El reclamo conservador

“En el estudio de la cosa pública, sólo podemos aprender, realmente, de las desgracias; tanto propias, como ajenas. Probablemente las propias nos enseñen más, pero son más dolorosas. Aprendamos, entonces, también, de las ajenas.” – Polibio, esclavo liberto y preceptor griego del general romano Publio Cornelio Escipión, ‘el Africano’; historiador y filósofo que influyó en el pensamiento político desde Cicerón (s.I), hasta Montesquieu y los fundadores de la República Norteamericana (s.XVIII), por su seminal análisis de la estructura constitucional del cuerpo social romano (c.208- c.125 adC).

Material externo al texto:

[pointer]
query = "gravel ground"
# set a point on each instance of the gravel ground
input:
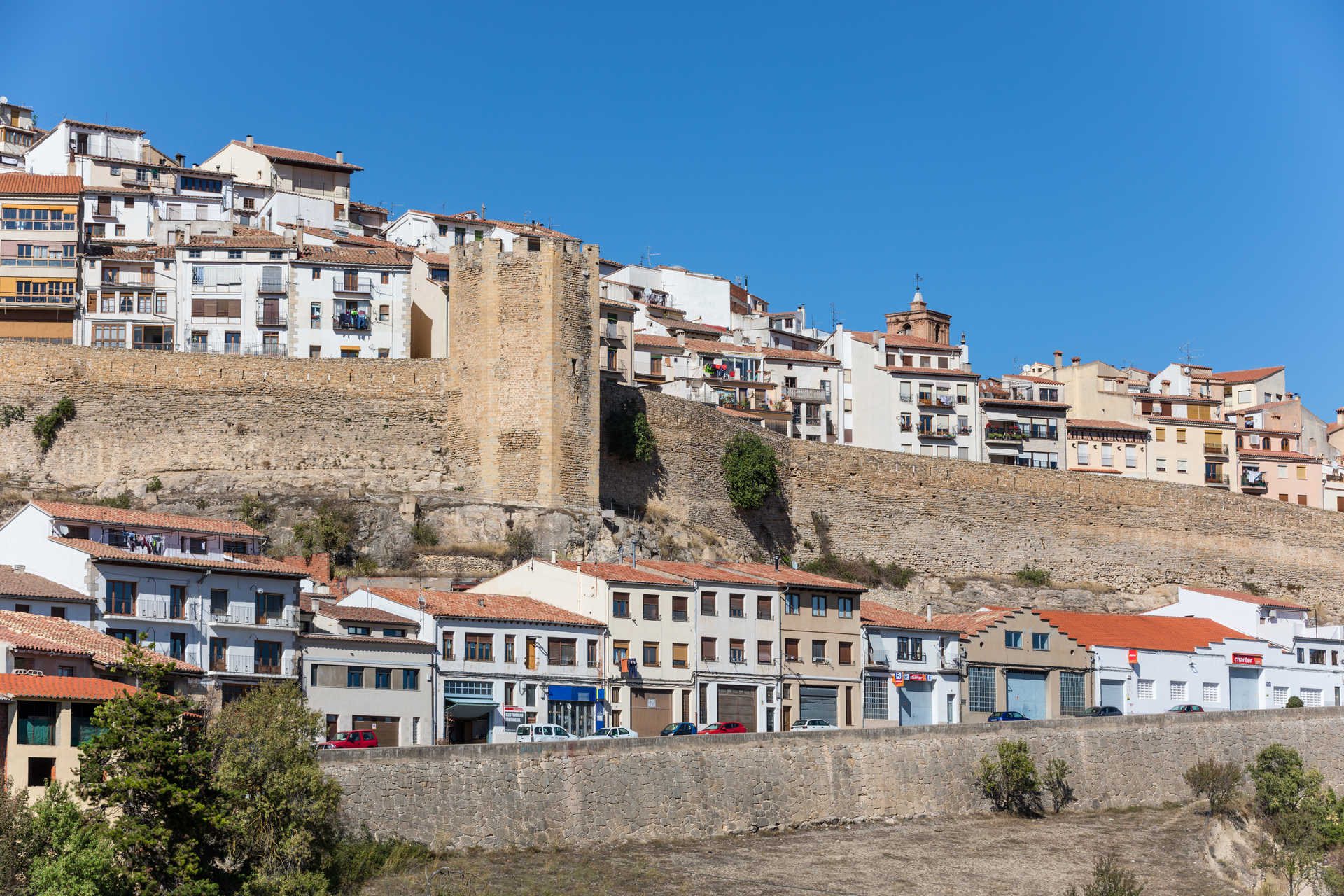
(969, 855)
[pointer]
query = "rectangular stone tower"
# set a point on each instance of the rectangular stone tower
(523, 343)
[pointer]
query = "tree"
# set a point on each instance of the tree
(1109, 879)
(283, 805)
(1219, 780)
(750, 470)
(151, 766)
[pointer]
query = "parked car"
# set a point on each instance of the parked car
(678, 729)
(1093, 713)
(724, 729)
(533, 734)
(608, 734)
(350, 741)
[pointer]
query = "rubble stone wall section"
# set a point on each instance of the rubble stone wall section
(587, 793)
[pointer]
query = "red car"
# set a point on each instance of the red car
(724, 729)
(350, 741)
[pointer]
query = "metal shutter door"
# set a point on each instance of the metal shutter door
(818, 703)
(738, 704)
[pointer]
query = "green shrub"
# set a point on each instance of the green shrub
(750, 470)
(46, 426)
(1032, 575)
(1011, 782)
(1219, 780)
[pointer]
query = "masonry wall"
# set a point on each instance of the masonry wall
(960, 519)
(584, 793)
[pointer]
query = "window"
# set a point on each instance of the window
(480, 648)
(981, 690)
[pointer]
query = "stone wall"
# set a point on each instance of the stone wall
(569, 794)
(960, 519)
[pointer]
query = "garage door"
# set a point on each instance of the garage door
(818, 703)
(651, 711)
(1245, 691)
(916, 703)
(1113, 694)
(1027, 694)
(737, 704)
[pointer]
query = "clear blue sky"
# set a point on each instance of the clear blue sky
(1110, 181)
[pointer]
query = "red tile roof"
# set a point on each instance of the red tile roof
(298, 156)
(62, 687)
(1180, 634)
(467, 605)
(41, 186)
(241, 564)
(1247, 375)
(1247, 598)
(26, 584)
(144, 519)
(105, 649)
(788, 575)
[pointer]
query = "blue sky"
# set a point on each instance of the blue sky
(1112, 181)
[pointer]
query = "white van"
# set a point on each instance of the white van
(533, 734)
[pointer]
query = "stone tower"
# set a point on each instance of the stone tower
(523, 343)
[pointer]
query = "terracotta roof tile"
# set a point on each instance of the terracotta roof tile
(467, 605)
(144, 519)
(26, 584)
(62, 687)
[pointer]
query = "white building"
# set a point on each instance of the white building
(190, 587)
(913, 669)
(502, 662)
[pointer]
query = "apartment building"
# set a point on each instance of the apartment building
(131, 298)
(39, 241)
(234, 295)
(503, 660)
(363, 669)
(647, 671)
(353, 302)
(1025, 421)
(191, 587)
(823, 657)
(909, 388)
(913, 669)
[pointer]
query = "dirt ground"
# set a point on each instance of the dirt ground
(961, 856)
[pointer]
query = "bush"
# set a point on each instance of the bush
(1057, 783)
(750, 470)
(1109, 879)
(1032, 575)
(1219, 780)
(1009, 782)
(46, 426)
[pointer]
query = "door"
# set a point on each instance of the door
(651, 711)
(818, 703)
(738, 704)
(1113, 694)
(916, 703)
(1027, 694)
(1245, 688)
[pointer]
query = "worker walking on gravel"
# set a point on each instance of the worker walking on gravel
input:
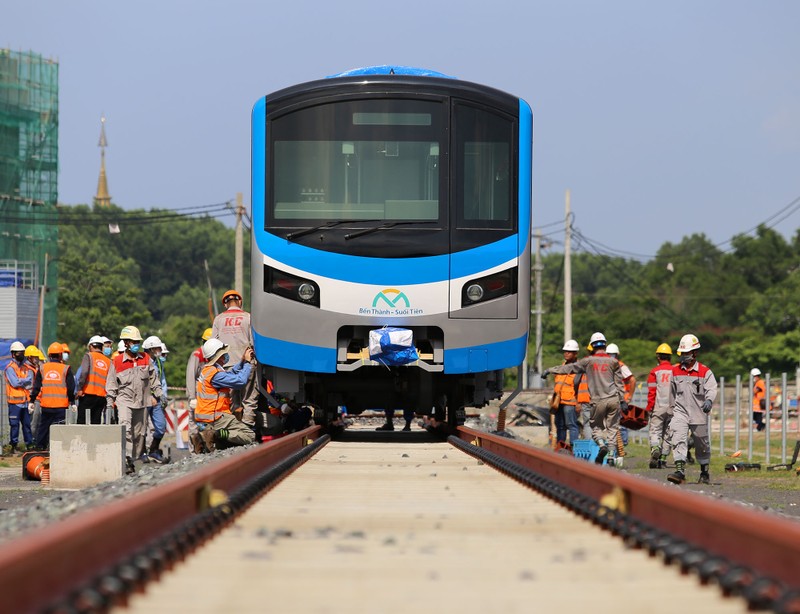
(19, 381)
(54, 386)
(658, 384)
(92, 377)
(567, 390)
(193, 367)
(213, 412)
(692, 393)
(132, 379)
(606, 390)
(232, 327)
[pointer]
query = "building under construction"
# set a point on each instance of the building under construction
(28, 195)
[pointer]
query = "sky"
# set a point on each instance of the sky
(663, 119)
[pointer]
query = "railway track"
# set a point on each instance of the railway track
(392, 526)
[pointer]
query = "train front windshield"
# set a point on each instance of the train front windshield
(386, 160)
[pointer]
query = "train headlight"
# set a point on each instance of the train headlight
(291, 286)
(475, 293)
(490, 287)
(306, 292)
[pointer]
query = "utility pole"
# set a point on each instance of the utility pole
(567, 269)
(537, 285)
(238, 283)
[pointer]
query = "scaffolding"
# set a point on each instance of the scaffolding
(29, 170)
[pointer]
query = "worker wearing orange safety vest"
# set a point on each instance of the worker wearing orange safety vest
(193, 368)
(605, 386)
(54, 386)
(759, 398)
(658, 384)
(584, 400)
(566, 418)
(19, 380)
(92, 382)
(215, 421)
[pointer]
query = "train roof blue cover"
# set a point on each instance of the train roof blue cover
(388, 69)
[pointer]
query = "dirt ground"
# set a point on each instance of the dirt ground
(771, 491)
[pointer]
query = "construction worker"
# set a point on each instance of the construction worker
(193, 368)
(92, 376)
(629, 384)
(157, 406)
(759, 398)
(566, 418)
(232, 327)
(692, 393)
(658, 384)
(213, 412)
(132, 378)
(33, 360)
(606, 390)
(19, 381)
(56, 383)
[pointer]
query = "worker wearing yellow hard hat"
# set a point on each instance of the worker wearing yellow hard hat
(658, 384)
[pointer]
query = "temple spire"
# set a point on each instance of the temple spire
(102, 198)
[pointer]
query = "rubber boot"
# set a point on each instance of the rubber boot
(155, 452)
(601, 454)
(678, 476)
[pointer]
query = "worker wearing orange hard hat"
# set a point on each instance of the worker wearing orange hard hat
(232, 327)
(54, 386)
(19, 380)
(193, 368)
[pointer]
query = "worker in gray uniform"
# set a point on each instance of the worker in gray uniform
(691, 396)
(606, 389)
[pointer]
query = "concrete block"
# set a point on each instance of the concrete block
(83, 455)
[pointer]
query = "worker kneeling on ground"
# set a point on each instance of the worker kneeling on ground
(213, 412)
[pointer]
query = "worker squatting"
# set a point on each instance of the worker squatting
(127, 385)
(680, 398)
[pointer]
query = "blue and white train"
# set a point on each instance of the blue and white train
(391, 196)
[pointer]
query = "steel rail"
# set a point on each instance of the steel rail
(41, 568)
(753, 542)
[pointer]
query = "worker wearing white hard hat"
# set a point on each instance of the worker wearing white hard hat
(19, 381)
(215, 421)
(92, 376)
(606, 389)
(692, 394)
(132, 381)
(566, 419)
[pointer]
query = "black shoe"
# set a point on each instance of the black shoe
(677, 477)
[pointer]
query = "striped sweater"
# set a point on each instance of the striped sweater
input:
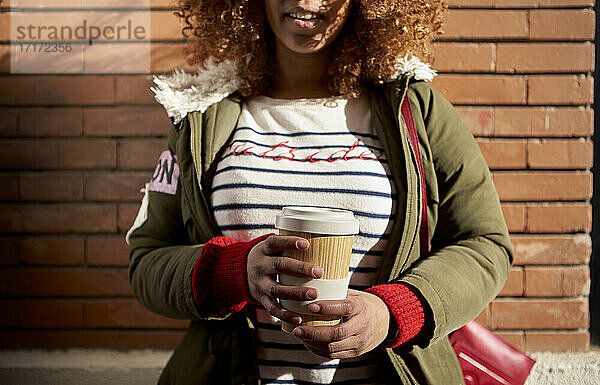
(315, 152)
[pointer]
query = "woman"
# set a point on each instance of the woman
(298, 103)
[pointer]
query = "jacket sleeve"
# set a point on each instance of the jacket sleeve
(163, 261)
(470, 248)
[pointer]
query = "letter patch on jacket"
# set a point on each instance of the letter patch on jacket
(165, 174)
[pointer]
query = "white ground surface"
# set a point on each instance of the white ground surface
(104, 367)
(565, 368)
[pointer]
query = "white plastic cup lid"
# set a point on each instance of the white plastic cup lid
(317, 220)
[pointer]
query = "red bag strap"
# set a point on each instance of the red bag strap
(414, 141)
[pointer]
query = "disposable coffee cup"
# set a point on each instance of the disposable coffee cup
(331, 234)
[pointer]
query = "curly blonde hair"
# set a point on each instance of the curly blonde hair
(376, 32)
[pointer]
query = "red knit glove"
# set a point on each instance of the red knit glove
(219, 277)
(406, 312)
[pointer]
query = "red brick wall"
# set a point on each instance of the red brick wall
(75, 149)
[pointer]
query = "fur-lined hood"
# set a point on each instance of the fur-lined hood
(184, 92)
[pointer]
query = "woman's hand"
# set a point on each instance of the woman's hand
(265, 262)
(365, 326)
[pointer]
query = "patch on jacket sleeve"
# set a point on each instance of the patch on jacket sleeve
(166, 174)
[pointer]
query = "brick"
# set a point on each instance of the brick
(575, 121)
(482, 89)
(52, 250)
(503, 154)
(560, 89)
(107, 251)
(540, 314)
(127, 214)
(10, 251)
(550, 281)
(48, 314)
(463, 57)
(57, 153)
(44, 122)
(543, 185)
(134, 90)
(8, 122)
(557, 340)
(515, 216)
(552, 249)
(165, 26)
(10, 188)
(563, 24)
(484, 317)
(126, 121)
(115, 186)
(514, 286)
(517, 121)
(140, 153)
(56, 90)
(64, 282)
(63, 339)
(167, 56)
(4, 57)
(485, 24)
(543, 122)
(58, 218)
(118, 58)
(559, 218)
(9, 316)
(480, 120)
(51, 187)
(560, 154)
(126, 314)
(516, 339)
(544, 57)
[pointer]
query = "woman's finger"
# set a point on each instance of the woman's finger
(324, 334)
(294, 267)
(347, 348)
(277, 311)
(276, 244)
(294, 293)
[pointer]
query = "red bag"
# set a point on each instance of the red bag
(485, 359)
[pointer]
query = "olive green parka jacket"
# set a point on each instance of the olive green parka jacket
(468, 264)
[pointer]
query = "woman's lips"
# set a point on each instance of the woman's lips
(303, 18)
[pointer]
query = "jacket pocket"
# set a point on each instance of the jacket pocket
(213, 352)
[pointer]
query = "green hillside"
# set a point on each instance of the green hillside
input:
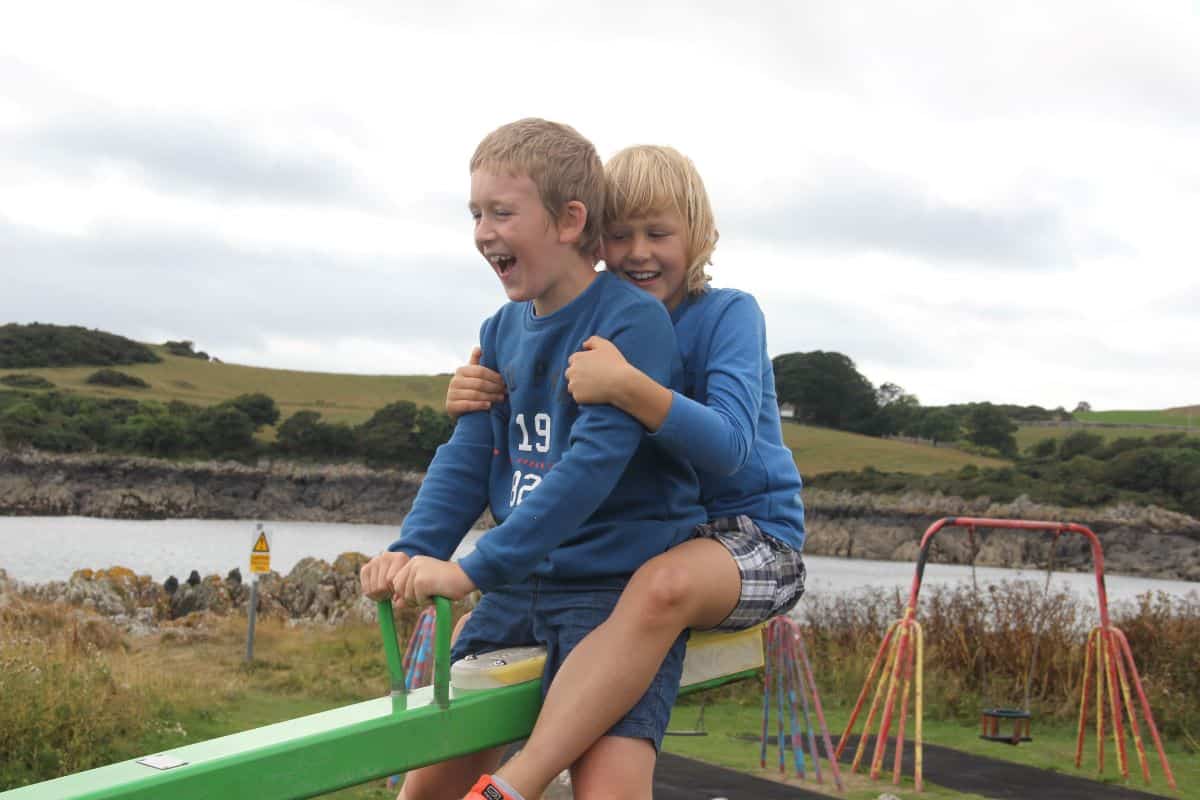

¿Se acuerda de aquel mi pariente –amable lector – que me recordó que “el que aquí se mete a redentor sale crucificado”? Sí, aquél que le conté que tras decirme “¡no vaya a ser que por escupir al cielo, te manchés la cara!” salió del parqueo “chillando llanta”... Pues ése, aunque por aquello del “covid” ya no hemos coincidido en los “parqueos”, ahora me escribe “por WhatsApp”. Y lo último que me dijo fue: “ahora sí ‘te saliste del closet’, vahá...chairo disfrazado”. “¿Cómo así?”, le riposté y él sentenció con -según él- inapelable contundencia: “...sólo hablás mal de las mafias de derecha...y de las de izquierda...¡calladito!” (se refería a mi columna sobre la conspiración conservadora contra la CC) . “Según vos -continuó- la UNE no “se untó” con lo del Transmetro, “la Sangra” -con tusa de los narcos- no pistió a los del TSE que acaba de salir, los pizaditos esos de “la mara progre” no son “uña y mugre” con “los del Foro de Sao Pablo” y “el chairazo” del Guterrez de la ONU no quiere ‘ahuecar’ a la patojada...” Ya picado, mejor me llamó por Audio-Whatsapp -ya jodió a Mario o a Slim, pensé yo para mis adentros- y dijo: “De plano vas a negar que ‘igualito que las mafias de derecha, o más’ estos chairos son también unos corruptos ¡porqué no decís nada!; no puedo creer que no te des cuenta que aquí ‘todos son una mierda’, que aquí ‘ya se sabe que todo es pisto’, que ‘tenemos que trabajar con lo que hay’, siempre que no sea con los que nos van a cortar la cabeza” “Así que ó sos chairo.....¿o tenés miedo?” “¡Ahh...! ¡Claro! No lo había pensado, como ‘sos progre’ le tenés miedo a los chairos...no te culpo, porque ésos sí son malos...pero...o les hacemos frente, mano, o a Guatemala ¡se la va a llevar Candanga!” “¡Y a los primeros que van a fusilar son a ‘los canchitos de ojo claro’ como vos!” -ya se jodió Vinicio, pensé yo, para mis adentros. “Y no me vengás ahora con esas tus pajas de que ‘pobres los pobres’...aquí la cosa se va a poner jodida... y no digás después que no te lo dije...aquí vas a tener que escoger ‘si estás con Dios...¡o con el diablo!’”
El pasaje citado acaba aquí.